Franklin, who produced One Lord, One Faith, One Baptism, is almost too humble for her own good. "The Lord's Prayer" is one of only three solo vocal numbers on the album (the other two are the stately opening march, "Walk in the Light," and a beautiful voice-and-piano rendition of "Ave Maria"). But she has chosen her singing partners well, matching her own seasoned strengths with rafter raisers like Mavis Staples, Joe Ligon of the Mighty Clouds of Joy and the formidable Franklin Sisters trio, Erma, Carolyn and Brenda. Ligon, one of the legendary male voices in gospel music, digs into the slow hymn "I've Been in the Storm Too Long" with ravenous delight, whipping himself into an Otis Redding frenzy that forces Franklin to turn her own soul faucet on full blast as well. On the Edwin Hawkins hit "Oh Happy Day," Franklin and Staples fire up the song's spiritual joy with a playful, invigorating sensuality, and their attack on the galloping "We Need Power" suffers from no power shortage whatsoever as they throw lines back and forth like knockout punches.

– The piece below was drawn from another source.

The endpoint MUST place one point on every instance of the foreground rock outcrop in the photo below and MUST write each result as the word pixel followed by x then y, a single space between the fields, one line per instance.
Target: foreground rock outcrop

Too much of that kind of holy rollin' is never enough, so it's a mystery that Franklin felt compelled to break the spell by fading the track out just as everybody is shooting into high gear. In fact, half of the ten musical performances on the album are edited in some way; "Higher Ground," a three-minute portion of an obviously much longer raveup, is inexplicably split into two parts. (The track is not split on the CD and the cassette, but it's still frustratingly short.) There is also the problematic inclusion of several extended spoken passages by a troupe of pulpit pounders, including the Reverend Jesse Jackson and Aretha's brother, the Reverend Cecil Franklin. Whereas on the song-oriented Amazing Grace she was eager to let the music carry the message, on this album she relies heavily — and unnecessarily — on oratory to heighten her offering.
But, as Jackson points out in his side-three sermon, "this is not a program. This is a worship service." In that context, his ten-minute tour de force is powerful medicine, a dramatic summoning up not only of religious spirit but of black power and pride, albeit salted with a little personal electioneering. His climactic litany — "It's mornin' time! From slave ship to championship, it's mornin' time! From the outhouse, to the statehouse, to the courthouse, to the White House, it's mornin' time!" — is alone almost worth the price of the album. Turn it up loud for full front-pew effect.
The title says it all, though; One Lord, One Faith, One Baptism is not about popularity contests. Although lacking the musical unity of Amazing Grace and suffering from choppy programming, this is still a compelling, occasionally transcendental expression of devotion. Given the uneasy compromise between her native R&B instincts and the formulaic pop on her secular records in recent years, One Lord, One Faith, One Baptism is the closest Franklin has come to no-nonsense, stripped-down soul in quite some time. It's certainly not hard to hear the joy and relief in her voice as she settles back into the familiar warmth of her favorite hymns. At the end of "Jesus Hears Every Prayer," Franklin recalls the great gospel stars who testified at the New Bethel in the old days — the Dixie Hummingbirds, the Swan Silvertones, the Clara Ward Singers. At its best, One Lord, One Faith, One Baptism is a fine testament to those memories.